Whether execution succeeded.

required
Source code in src/marianne/daemon/scheduler.py
async def mark_complete(
    self, job_id: str, sheet_num: int, success: bool,
) -> None:
    """Mark a sheet as done and enqueue newly-ready dependents.

    Args:
        job_id: The job that owns this sheet.
        sheet_num: Which sheet completed.
        success: Whether execution succeeded.
    """
    async with self._lock:
        # Early-return for unknown job_id to prevent memory leaks
        # from stale or misrouted completion messages.
        if job_id not in self._job_all_sheets:
            _logger.debug(
                "scheduler.mark_complete_unknown_job",
                job_id=job_id,
                sheet_num=sheet_num,
            )
            return

        running = self._running.get(job_id)
        actually_was_running = False
        if running is not None and sheet_num in running:
            running.discard(sheet_num)
            actually_was_running = True

        if actually_was_running:
            self._active_count = max(0, self._active_count - 1)
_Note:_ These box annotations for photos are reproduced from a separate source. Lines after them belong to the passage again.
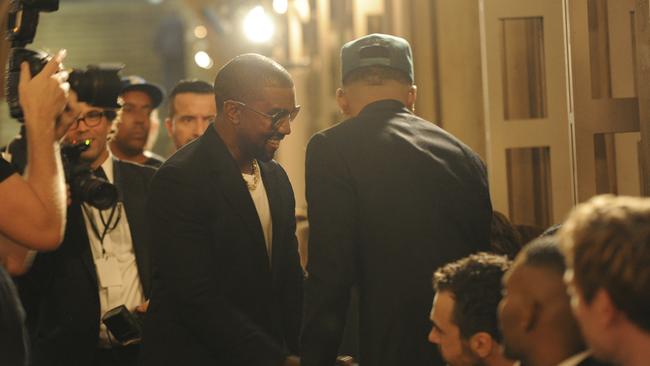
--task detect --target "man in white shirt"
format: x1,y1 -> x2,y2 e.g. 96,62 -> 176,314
20,103 -> 154,365
499,236 -> 603,366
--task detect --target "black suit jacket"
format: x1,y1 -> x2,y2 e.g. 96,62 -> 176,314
17,160 -> 155,366
141,126 -> 302,366
301,100 -> 492,366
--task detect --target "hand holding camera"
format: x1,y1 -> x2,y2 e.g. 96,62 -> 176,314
18,50 -> 70,131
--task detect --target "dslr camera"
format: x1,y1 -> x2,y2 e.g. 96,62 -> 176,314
5,0 -> 123,209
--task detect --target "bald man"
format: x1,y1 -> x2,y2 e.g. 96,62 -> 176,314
499,237 -> 603,366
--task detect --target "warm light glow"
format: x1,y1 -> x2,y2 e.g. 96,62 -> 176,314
244,6 -> 275,43
293,0 -> 311,22
194,51 -> 214,69
273,0 -> 289,14
194,25 -> 208,39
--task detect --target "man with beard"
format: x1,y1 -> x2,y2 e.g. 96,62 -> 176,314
165,80 -> 217,150
142,54 -> 303,366
110,75 -> 163,168
429,253 -> 514,366
499,236 -> 602,366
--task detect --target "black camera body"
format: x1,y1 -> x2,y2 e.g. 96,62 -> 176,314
61,141 -> 118,210
102,305 -> 143,345
6,47 -> 123,122
5,0 -> 123,122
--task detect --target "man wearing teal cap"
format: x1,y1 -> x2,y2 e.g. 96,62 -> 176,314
301,34 -> 492,366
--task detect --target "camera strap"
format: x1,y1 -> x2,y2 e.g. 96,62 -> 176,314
81,202 -> 122,256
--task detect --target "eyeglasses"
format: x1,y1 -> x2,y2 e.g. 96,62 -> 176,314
226,100 -> 300,128
74,111 -> 116,128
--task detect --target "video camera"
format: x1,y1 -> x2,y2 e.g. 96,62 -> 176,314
5,0 -> 122,122
5,0 -> 122,209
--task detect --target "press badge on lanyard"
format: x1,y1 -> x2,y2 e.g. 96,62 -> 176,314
95,256 -> 122,288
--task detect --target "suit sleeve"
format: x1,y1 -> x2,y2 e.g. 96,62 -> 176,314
281,171 -> 304,355
148,166 -> 286,365
301,134 -> 358,366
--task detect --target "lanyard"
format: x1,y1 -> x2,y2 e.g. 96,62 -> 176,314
81,202 -> 122,256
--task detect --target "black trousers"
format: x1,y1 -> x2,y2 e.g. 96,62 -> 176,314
93,344 -> 140,366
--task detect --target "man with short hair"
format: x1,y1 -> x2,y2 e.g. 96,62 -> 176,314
18,103 -> 154,366
165,80 -> 217,150
499,236 -> 602,366
559,195 -> 650,366
301,34 -> 492,366
142,54 -> 303,366
429,253 -> 514,366
110,75 -> 164,168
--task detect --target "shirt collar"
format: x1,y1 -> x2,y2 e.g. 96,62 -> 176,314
101,151 -> 113,183
557,350 -> 591,366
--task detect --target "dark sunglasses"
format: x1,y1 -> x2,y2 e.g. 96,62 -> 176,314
74,110 -> 117,128
226,100 -> 300,128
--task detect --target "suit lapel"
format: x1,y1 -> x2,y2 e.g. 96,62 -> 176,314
200,129 -> 268,263
260,163 -> 284,283
113,159 -> 151,298
71,203 -> 98,286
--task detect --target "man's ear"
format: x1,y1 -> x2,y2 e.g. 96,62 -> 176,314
520,300 -> 542,332
406,85 -> 418,112
223,102 -> 241,125
581,288 -> 625,327
165,117 -> 174,137
336,88 -> 350,116
469,332 -> 495,359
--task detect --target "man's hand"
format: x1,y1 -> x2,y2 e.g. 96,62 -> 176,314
54,90 -> 81,141
18,50 -> 70,128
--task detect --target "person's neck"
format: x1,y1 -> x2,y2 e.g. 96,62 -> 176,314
213,121 -> 254,174
483,352 -> 515,366
615,325 -> 650,366
521,334 -> 585,366
109,141 -> 147,164
90,149 -> 110,170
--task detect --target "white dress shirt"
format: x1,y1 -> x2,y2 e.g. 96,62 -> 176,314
82,155 -> 145,347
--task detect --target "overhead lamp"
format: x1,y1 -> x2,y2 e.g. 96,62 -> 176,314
244,5 -> 275,43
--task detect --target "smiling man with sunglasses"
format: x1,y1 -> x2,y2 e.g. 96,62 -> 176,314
142,54 -> 302,366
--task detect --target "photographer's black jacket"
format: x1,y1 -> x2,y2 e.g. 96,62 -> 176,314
17,160 -> 155,366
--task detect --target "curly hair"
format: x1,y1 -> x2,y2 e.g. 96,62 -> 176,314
558,195 -> 650,332
433,252 -> 511,342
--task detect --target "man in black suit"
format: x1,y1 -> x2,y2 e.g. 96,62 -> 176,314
18,103 -> 154,365
142,54 -> 303,366
429,252 -> 514,366
301,34 -> 492,366
499,236 -> 604,366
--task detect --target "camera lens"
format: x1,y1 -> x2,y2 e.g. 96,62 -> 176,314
74,172 -> 117,210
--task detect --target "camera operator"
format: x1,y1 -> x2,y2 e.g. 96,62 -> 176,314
0,51 -> 73,365
0,52 -> 69,250
17,95 -> 155,365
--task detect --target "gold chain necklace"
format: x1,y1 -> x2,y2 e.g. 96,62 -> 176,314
246,159 -> 260,191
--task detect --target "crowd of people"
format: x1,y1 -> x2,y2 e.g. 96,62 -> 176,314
0,34 -> 650,366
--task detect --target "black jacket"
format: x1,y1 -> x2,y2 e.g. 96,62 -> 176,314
17,160 -> 155,366
141,126 -> 302,366
301,100 -> 492,366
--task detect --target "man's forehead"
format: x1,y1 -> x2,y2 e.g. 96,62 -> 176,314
120,90 -> 152,105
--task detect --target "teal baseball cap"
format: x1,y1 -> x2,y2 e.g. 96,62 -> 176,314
341,33 -> 415,82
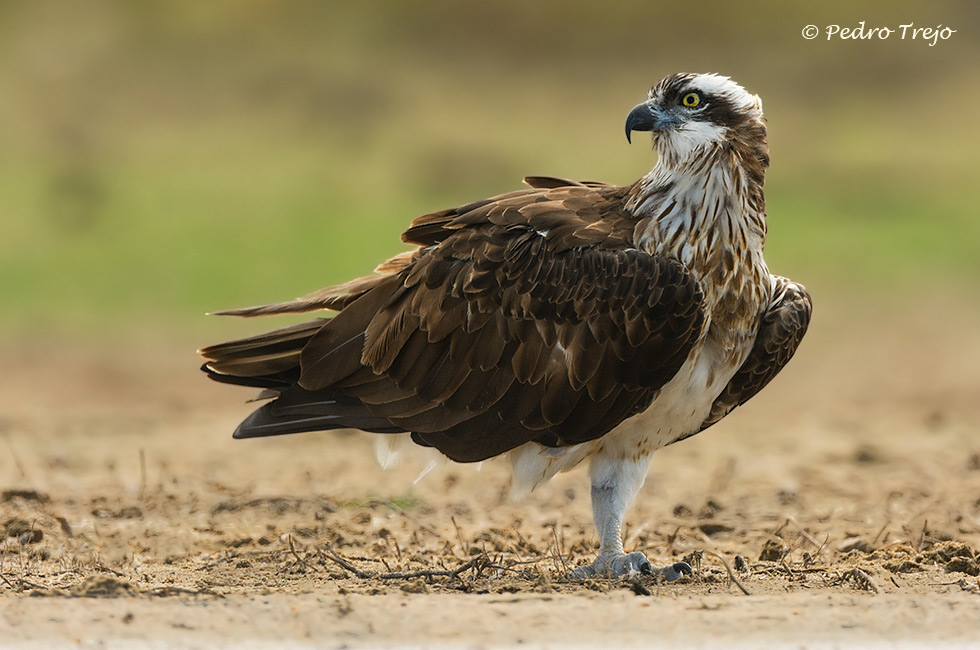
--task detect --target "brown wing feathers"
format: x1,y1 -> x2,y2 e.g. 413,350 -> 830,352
202,183 -> 704,461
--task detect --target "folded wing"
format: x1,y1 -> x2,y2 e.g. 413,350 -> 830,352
202,182 -> 704,461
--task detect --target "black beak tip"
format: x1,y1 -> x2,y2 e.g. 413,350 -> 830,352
626,102 -> 654,144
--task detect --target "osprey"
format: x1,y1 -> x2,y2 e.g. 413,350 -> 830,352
200,74 -> 811,579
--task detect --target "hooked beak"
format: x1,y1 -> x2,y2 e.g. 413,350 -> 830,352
626,102 -> 682,143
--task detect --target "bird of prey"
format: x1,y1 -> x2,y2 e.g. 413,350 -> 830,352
200,74 -> 811,579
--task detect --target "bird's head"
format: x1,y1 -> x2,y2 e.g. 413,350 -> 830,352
626,73 -> 769,166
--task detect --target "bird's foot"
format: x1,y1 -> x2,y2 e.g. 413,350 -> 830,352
572,551 -> 694,582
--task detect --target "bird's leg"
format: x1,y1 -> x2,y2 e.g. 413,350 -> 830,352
572,453 -> 693,581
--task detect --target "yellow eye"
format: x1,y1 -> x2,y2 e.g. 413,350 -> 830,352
681,93 -> 701,108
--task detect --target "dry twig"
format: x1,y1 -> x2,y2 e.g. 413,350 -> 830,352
318,546 -> 484,580
705,551 -> 751,596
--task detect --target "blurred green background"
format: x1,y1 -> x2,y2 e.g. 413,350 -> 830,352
0,0 -> 980,344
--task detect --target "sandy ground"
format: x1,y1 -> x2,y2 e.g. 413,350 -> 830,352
0,298 -> 980,648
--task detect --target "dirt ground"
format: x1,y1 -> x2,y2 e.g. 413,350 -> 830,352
0,296 -> 980,648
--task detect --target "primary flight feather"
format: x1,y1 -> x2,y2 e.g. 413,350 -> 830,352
201,74 -> 811,579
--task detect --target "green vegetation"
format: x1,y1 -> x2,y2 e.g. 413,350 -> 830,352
0,0 -> 980,335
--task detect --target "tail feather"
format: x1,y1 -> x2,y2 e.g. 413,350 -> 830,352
234,387 -> 405,438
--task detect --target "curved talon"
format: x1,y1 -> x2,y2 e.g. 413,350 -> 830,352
571,551 -> 694,582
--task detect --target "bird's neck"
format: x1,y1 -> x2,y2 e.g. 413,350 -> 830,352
627,149 -> 770,344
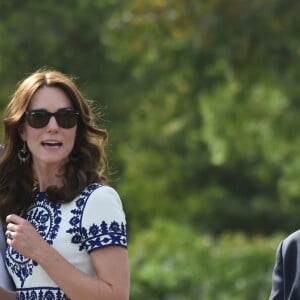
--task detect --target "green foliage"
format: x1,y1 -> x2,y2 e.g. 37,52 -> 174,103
129,220 -> 281,300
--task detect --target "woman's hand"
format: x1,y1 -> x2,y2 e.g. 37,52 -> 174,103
6,214 -> 48,260
0,287 -> 17,300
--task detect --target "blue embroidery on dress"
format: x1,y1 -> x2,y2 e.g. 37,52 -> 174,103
6,193 -> 61,288
67,183 -> 127,252
17,287 -> 70,300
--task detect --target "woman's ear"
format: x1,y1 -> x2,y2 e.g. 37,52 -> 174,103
18,126 -> 26,141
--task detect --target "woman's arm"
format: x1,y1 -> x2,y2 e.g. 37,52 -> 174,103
6,215 -> 129,300
269,242 -> 284,300
35,246 -> 129,300
0,287 -> 17,300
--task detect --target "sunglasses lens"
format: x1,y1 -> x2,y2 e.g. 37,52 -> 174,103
27,110 -> 51,128
26,108 -> 79,129
55,109 -> 78,129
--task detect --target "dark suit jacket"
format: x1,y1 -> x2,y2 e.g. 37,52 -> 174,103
269,230 -> 300,300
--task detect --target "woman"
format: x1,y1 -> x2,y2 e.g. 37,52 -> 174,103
0,70 -> 130,300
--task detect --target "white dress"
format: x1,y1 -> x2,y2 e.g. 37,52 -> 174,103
6,183 -> 127,300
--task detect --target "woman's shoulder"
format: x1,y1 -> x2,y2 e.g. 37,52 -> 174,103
85,183 -> 123,208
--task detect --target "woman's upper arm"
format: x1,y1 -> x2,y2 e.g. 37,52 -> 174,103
90,246 -> 130,300
269,242 -> 284,300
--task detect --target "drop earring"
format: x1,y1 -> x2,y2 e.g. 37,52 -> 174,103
18,141 -> 30,165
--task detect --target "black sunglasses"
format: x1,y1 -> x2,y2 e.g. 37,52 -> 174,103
25,108 -> 79,129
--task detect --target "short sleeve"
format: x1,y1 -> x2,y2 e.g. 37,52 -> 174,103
81,186 -> 127,252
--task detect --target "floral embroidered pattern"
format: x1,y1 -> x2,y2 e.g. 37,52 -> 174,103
67,184 -> 127,252
6,193 -> 61,288
17,288 -> 70,300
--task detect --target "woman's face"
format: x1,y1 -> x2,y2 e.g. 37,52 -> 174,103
20,86 -> 77,168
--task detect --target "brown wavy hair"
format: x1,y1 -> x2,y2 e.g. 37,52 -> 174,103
0,69 -> 108,221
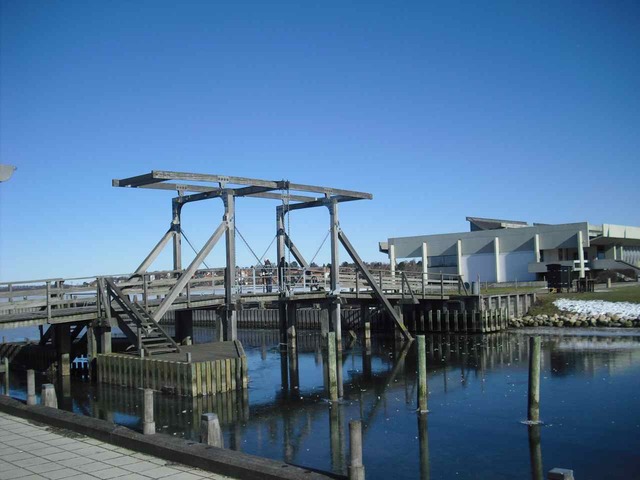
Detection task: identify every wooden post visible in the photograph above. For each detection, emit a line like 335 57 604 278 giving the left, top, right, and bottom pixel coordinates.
47 282 51 323
349 420 364 480
364 322 371 353
42 383 58 408
142 388 156 435
527 425 544 480
417 415 431 480
527 337 540 423
142 273 149 312
27 370 36 405
327 332 338 402
417 335 427 413
200 413 224 448
2 357 10 396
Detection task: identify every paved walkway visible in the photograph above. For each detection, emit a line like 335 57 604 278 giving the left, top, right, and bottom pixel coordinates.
0 413 228 480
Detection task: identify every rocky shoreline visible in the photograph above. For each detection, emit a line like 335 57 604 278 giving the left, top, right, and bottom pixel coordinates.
509 312 640 328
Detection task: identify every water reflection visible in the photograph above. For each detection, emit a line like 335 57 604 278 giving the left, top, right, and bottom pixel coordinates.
527 425 544 480
5 328 640 479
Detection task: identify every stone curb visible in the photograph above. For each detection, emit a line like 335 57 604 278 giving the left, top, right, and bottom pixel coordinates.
0 396 346 480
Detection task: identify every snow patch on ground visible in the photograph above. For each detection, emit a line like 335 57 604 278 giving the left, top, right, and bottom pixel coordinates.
553 298 640 318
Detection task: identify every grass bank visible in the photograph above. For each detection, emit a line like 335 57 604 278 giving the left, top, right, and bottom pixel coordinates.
529 285 640 315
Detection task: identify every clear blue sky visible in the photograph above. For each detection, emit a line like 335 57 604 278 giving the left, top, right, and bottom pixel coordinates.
0 0 640 281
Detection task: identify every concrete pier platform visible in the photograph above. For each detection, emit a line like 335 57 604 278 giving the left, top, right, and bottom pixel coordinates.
0 412 231 480
97 340 248 397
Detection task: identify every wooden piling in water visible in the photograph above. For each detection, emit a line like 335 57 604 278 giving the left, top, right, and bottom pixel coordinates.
142 388 156 435
42 383 58 408
527 337 541 423
416 335 427 413
349 420 364 480
327 332 338 402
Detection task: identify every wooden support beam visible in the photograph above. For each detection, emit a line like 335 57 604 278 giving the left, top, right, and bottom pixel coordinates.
338 229 413 340
153 221 227 322
134 228 174 275
112 170 373 200
284 233 309 268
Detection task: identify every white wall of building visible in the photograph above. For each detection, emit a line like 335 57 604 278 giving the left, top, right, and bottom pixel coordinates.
461 253 496 282
500 252 536 282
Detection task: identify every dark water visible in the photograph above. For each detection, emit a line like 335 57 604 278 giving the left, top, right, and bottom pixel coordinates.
3 328 640 480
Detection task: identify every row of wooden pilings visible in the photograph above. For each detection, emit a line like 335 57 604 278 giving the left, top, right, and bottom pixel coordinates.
416 335 574 480
163 308 510 333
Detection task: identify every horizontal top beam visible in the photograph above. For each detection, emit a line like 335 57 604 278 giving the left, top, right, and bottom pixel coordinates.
113 170 373 201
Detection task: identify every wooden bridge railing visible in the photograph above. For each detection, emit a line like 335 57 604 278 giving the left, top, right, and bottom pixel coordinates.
340 267 466 298
0 267 464 320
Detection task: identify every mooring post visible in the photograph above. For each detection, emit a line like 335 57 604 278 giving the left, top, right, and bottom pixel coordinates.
417 335 427 413
2 357 9 396
42 383 58 408
364 322 371 353
527 337 540 423
349 420 364 480
547 468 574 480
327 332 338 402
287 325 297 352
27 370 36 405
417 415 431 480
200 413 224 448
142 388 156 435
527 425 544 480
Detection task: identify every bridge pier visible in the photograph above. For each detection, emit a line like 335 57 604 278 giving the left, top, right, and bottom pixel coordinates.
49 323 71 377
216 305 238 342
175 310 193 344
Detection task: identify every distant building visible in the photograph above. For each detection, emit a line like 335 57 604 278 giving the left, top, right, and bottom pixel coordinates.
379 217 640 282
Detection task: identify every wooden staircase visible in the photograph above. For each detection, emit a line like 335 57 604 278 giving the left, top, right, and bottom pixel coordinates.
104 278 180 355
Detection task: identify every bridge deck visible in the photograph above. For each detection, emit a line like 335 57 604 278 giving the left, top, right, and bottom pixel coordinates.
0 291 451 329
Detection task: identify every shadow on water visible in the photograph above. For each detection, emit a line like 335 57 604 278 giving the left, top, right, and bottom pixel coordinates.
5 327 640 480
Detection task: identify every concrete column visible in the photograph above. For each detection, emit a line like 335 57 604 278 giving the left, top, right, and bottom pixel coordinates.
27 370 36 405
200 413 224 448
578 230 585 278
422 242 429 283
2 357 11 397
456 238 462 275
42 383 58 408
493 237 502 283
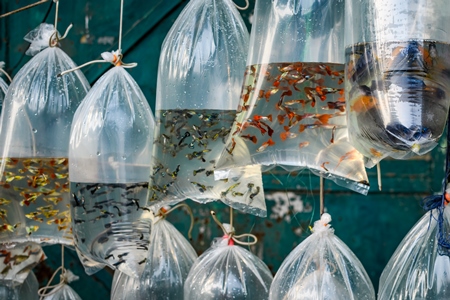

        completed = self._job_completed.setdefault(job_id, set())
        completed.add(sheet_num)

        _logger.debug(
            "scheduler.sheet_completed",
            job_id=job_id,
            sheet_num=sheet_num,
            success=success,
            active=self._active_count,
        )

        # Enqueue newly-ready dependent sheets
        self._enqueue_ready_dependents(job_id)
get_stats async
get_stats()

Return a snapshot of scheduler state.

Source code in src/marianne/daemon/scheduler.py
async def get_stats(self) -> SchedulerStats:
    """Return a snapshot of scheduler state."""
    async with self._lock:
        per_job_running = {
            jid: len(sheets) for jid, sheets in self._running.items()
        }
        per_job_queued: dict[str, int] = {}
        for entry in self._queue:
            jid = entry.info.job_id
            per_job_queued[jid] = per_job_queued.get(jid, 0) + 1

        return SchedulerStats(
            queued=len(self._queue),
            active=self._active_count,
            max_concurrent=self._max_concurrent,
            per_job_running=per_job_running,
            per_job_queued=per_job_queued,
        )

SchedulerStats dataclass

SchedulerStats(queued, active, max_concurrent, per_job_running, per_job_queued)

Statistics snapshot from the scheduler.

SheetEntry dataclass

SheetEntry(priority, submitted_at, info, rate_limit_skip_count=0)

Priority queue entry for a schedulable sheet.

Ordered by (priority, submitted_at) — lower priority value = higher urgency. The info field is excluded from comparison so that heapq ordering is based solely on the numeric sort keys.

SheetInfo dataclass

SheetInfo(job_id, sheet_num, backend_type='claude_cli', model=None, estimated_cost=0.0, dag_depth=0, job_priority=5, retries_so_far=0)

Metadata about a sheet waiting to be scheduled.

DaemonStatus

Bases: BaseModel

Current status snapshot of the running daemon.

Returned by health check / status queries. Provides a lightweight overview without per-job detail.

JobRequest

Bases: BaseModel

Request to submit a job to the daemon.

Sent by clients (CLI, dashboard) to the daemon over IPC. The daemon validates the config and either accepts or rejects.

JobResponse

Bases: BaseModel

Response from the daemon after a job submission.

Returned immediately — does not wait for job completion. Clients poll status separately via DaemonStatus or job-specific queries.